Jack lloró a Lobo mientras recorría Illinois a toda velocidad. Había adivinado que no tendría problemas con el transporte una vez llegado a aquel estado y era cierto que con frecuencia sólo tenía que levantar el pulgar y mirar a los ojos del conductor para conseguir que le llevara. La mayoría de conductores no exigían la historia; sólo requerían una explicación mínima de por qué viajaba solo. «Voy a Springfield a ver a un amigo», «Tengo que recoger un coche y llevarlo a casa». «Estupendo, estupendo», decían los conductores. ¿Le habían oído siquiera? Jack no lo sabía. Su imaginación repasaba kilómetros de imágenes de Lobo metiéndose en un río para salvar a su rebaño de los Territorios, introduciendo la nariz en una fragante caja que contenía una hamburguesa, empujando comida hacia el interior del cobertizo, irrumpiendo en el estudio de grabación, recibiendo los balazos, desvaneciéndose… Jack no quería ver estas cosas una y otra vez, pero no podía evitarlo y las lágrimas le pinchaban los ojos.

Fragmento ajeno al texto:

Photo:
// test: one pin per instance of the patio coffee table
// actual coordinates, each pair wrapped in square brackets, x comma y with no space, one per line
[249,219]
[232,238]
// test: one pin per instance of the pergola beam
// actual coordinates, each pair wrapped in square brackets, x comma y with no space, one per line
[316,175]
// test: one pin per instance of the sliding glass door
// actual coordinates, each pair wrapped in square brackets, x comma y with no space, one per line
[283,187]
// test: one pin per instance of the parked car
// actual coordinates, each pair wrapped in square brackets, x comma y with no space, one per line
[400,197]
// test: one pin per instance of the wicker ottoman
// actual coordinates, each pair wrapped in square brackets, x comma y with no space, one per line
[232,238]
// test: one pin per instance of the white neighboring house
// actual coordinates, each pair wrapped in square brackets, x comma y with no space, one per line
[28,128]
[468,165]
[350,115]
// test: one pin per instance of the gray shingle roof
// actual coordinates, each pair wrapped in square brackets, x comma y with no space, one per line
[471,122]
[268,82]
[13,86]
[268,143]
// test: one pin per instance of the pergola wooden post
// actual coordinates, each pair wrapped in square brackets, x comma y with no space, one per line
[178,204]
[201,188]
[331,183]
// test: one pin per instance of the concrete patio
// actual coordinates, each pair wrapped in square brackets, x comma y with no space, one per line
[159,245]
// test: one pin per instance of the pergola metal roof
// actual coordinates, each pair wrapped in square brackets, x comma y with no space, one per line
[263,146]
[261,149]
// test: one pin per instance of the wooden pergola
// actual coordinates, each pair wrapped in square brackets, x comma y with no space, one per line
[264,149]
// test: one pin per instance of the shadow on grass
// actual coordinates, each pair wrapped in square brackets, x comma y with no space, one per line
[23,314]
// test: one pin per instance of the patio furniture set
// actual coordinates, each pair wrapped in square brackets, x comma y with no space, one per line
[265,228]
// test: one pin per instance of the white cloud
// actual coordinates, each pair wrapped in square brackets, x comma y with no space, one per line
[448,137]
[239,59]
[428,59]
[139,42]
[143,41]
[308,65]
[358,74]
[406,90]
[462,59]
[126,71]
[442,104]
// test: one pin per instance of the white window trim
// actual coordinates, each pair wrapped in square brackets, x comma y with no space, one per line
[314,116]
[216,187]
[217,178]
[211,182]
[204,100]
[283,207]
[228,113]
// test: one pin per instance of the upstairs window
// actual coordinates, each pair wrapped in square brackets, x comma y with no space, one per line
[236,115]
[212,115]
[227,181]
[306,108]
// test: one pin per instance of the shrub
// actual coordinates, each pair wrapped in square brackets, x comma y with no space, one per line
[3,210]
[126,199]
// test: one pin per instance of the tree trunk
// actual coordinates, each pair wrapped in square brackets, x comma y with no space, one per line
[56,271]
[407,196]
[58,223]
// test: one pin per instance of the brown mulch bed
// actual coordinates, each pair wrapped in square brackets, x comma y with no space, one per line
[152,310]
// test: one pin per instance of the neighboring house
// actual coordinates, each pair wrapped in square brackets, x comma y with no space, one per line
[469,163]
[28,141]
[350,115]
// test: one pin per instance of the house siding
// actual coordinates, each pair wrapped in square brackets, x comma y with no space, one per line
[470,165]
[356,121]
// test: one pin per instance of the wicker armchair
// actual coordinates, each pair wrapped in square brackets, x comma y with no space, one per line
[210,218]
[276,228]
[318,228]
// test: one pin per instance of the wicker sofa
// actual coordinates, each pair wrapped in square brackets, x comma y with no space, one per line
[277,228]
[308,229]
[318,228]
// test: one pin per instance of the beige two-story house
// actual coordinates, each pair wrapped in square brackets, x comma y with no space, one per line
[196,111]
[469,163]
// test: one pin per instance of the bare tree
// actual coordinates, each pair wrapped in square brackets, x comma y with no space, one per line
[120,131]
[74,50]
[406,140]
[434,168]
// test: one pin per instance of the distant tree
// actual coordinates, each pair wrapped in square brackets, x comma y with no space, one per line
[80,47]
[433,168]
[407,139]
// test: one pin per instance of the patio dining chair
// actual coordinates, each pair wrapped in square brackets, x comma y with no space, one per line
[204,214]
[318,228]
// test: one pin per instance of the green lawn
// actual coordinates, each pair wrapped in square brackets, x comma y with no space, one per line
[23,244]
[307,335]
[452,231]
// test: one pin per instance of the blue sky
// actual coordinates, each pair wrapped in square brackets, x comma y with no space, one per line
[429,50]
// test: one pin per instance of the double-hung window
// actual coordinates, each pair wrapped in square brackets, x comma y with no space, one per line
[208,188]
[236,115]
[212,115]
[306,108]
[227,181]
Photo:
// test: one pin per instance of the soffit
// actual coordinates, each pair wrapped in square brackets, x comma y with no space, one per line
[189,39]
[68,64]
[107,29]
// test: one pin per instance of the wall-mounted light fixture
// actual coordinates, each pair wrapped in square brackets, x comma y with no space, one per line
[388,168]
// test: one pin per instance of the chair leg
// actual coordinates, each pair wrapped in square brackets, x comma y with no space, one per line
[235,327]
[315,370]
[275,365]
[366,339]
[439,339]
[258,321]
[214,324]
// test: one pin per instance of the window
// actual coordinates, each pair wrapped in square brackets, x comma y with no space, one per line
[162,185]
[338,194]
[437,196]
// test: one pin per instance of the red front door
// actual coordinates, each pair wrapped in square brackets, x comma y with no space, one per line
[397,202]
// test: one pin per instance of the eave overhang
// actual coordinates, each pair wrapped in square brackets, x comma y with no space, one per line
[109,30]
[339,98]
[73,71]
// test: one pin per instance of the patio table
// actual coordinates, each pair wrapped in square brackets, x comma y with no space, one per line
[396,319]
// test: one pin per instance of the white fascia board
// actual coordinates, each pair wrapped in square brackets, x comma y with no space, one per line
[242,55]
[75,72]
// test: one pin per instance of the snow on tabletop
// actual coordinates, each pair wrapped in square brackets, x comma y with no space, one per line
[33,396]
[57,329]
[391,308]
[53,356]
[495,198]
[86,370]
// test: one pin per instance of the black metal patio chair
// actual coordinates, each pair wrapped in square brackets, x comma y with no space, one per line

No mucho después de Danville, un hombre de unos cincuenta años, bajo, de cabellos grises y la expresión divertida pero severa de quien ha enseñado a estudiantes de quinto grado durante dos décadas, no dejaba de dirigirle miradas furtivas desde detrás del volante, hasta que por fin preguntó:
—¿No tienes frío, compañero? Tendrías que llevar algo más que esta delgada chaqueta.
—Quizá un poco —respondió Jack. Sol Gardener consideraba suficientes las chaquetas de dril para trabajar en el campo durante todo el invierno, pero ahora el frío le calaba hasta los huesos.
—Tengo un abrigo en el asiento trasero —dijo el hombre—. Cógelo. No, no intentes siquiera rechazarlo. Ese abrigo es tuyo. Créeme, yo no pasaré frío.
—Pero…
—No tienes la menor opción en el asunto. Se trata de tu abrigo. Pruébatelo.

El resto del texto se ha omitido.